Let $\mu$, as usual, denote the one-dimensional Lebesgue measure.
For a real interval $[0,x]$ and a nonempty $S \subset \mathbb{R}_{\geq 0}$ define the asymptotic density of $S$ in $\mathbb{R}_{\geq 0}$ as
$$A(S) :=\limsup_{x \to + \infty} \frac{\mu(S \cap [0,x])}{x}$$
Now, suppose $f:\mathbb{R}_{\geq 0} \to \mathbb{R}_{\geq 0}$ is an arbitrary nonnegative continuous function such that $$\int_0^{+\infty} f < +\infty$$
Let $\epsilon>0$. Define $S_{\epsilon}$ as the preimage of $[\epsilon, +\infty)$ under $f$.
Conjecture: For any $\epsilon>0$, $A(S_{ \epsilon}) = 0$
Motivation: we know that there are continuous real functions such that $\int_0^{+\infty}f$ converges but $f$ does not go to $0$. For example, the 'thin triangle' type examples. However, in between the triangles there are 'plateaus of zero'. The triangles get thinner as $x \to +\infty$ which implies they become more and more sparse as we go further into the positive real line (ie., the plateaus are more prevalent). In other words, the function is mostly $0$ or mostly within $\epsilon$ of $0$.
One idea to construct a counterexample is to have the triangles be strictly side by side (no plateaus). I can't quite get this to work. For example, if the $n$th triangle has height $h$ (the height is invariant) and we want the integral to equal $C$, the width of the $n$th triangle should be $2\frac{C}{h} 2^{-n}$. However, $\sum 2\frac{C}{h} 2^{-n} = \frac{2C}{h}$ so the total width of all of the triangles is finite, which implies we just have a zero-plateau for sufficiently large $x$ (ie., $x>\frac{2C}{h}$). This is problematic.

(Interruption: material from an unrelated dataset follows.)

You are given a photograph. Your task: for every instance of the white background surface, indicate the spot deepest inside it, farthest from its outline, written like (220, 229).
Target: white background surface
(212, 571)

Hence, we want the total width to equal $+\infty$. Hence we need the heights to go to $0$ to compensate. But this would mean for sufficiently large $x$ the triangles have height $<\epsilon$, which is problematic as well (ie., this would mean $\sup(S_{\epsilon}) < +\infty$ which obviously means $A(S_{\epsilon}) = 0$, hence we have no counterexample).